When Turkey’s President, Recep Tayyip Erdoğan, was elected Prime Minister in 2002 he was unable to take up his post until the following year because of a prison sentence for religious incitement. He needed the EU, said he was “Muslim and a Democrat”, opened the Cyprus Green Line in 2003 (now closed because of coronavirus), and as late as 2010 held preliminary talks about devolving power to the Kurdish provinces – even making overtures to Öcalan, the PKK leader. The West proclaimed the Turkish model as the answer to the Arab Spring.

But Turkey turned away from the EU, instead promoting Sunni Islam in Palestine, Tunisia, Egypt, Libya and Somalia. Until recently, Turkey and Israel were US surrogates in the Middle East. Turkey also took a firm stand against President Assad – he is an Alawite.

Erdoğan’s overwhelming victories since have depended on the weakness and nationalism of the CHP, the Turkish People’s Party, and on working with ultra-nationalist secularists the MHP and the Grey Wolves. But their coalition lost the 2019 rerun of the Istanbul mayoral elections to CHP’s Ekrem İmamoğlu, who has challenged Erdoğan’s handling of the coronavirus as a weapon of war, particularly where it comes to prisons: the jail amnesty excludes academics, journalists, lawyers, civil servants and political prisoners such as the HDP’s former leader, Selahattin Demirtaş and philanthropist, Osman Kavala.

Turkey’s recent negotiations with Russia, and its decision to buy their S400s rather than the US equivalent, mark a deterioration in their relationship with the US. In Syria, Russia and Turkey are on rival sides, with Turkey supporting IS and the Rebels until it was pulled into line by NATO. The Russians have their warm water port in Syria and recently Russian ships sailing through the Dardanelles provoked the Express headline, ‘Sink them now!’.

Trump is accused of betraying its allies by withdrawing US troops. The Kurds in Syria who did the heavy lifting against IS were left to deal with Turkey in Idlib.

The recent attacks on the last remaining rebel stronghold meant that not only was Turkey receiving €3 billion from the EU, it was creating the refugees and then opening the gates to Greece, thereby dumping people on the EU. Covid-19, which is no respecter of difference, will attack the vulnerable in camps in Turkey and throughout the region.

After coronavirus, the culture of international institutions needs to change, from macho domination to cooperation at every level to tackle gross inequality.
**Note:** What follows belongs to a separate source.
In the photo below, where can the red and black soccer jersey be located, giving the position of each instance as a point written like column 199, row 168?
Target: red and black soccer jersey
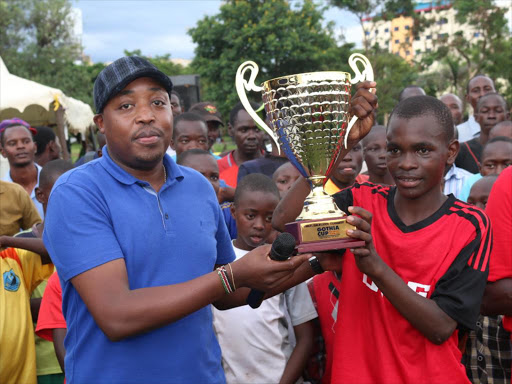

NATO needs to recognise its internal contradictions. The military needs to be dedicated to peace-keeping and construction, hospitals, bridges. Where is China in NATO thinking? Europe needs to stop depending on the US, to deal with its own regional conflicts and not just franchise migration out to Turkey.

Although self-determination and a Kurdish state may not be the answer, Kurdish citizens deserve some autonomy in Turkey, Iraq, Iran and Syria. The whole region needs a break from Turkish aggression and aggrandisement. We do not need a Turkish-led caliphate any more than a Saudi one. Some suggest Islam needs a reformation to create a mutual recognition and respect of different traditions – Sunni, Shia, Alevi – and their relationship not to secularism but democracy. The UK needs to postpone the implementation of a Brexit decision based on lies irrelevant to the challenges we face. The ‘big men’ in the world – Bolsonaro, Erdoğan, Johnson, Modi, Morrison, Netanyahu, Putin, Trump – need to change, or be replaced, because gross inequality, authoritarianism, patriarchy, nationalism and populism can never be an answer to pandemics any more than to war and climate emergency. It all starts in Turkey – watch this space.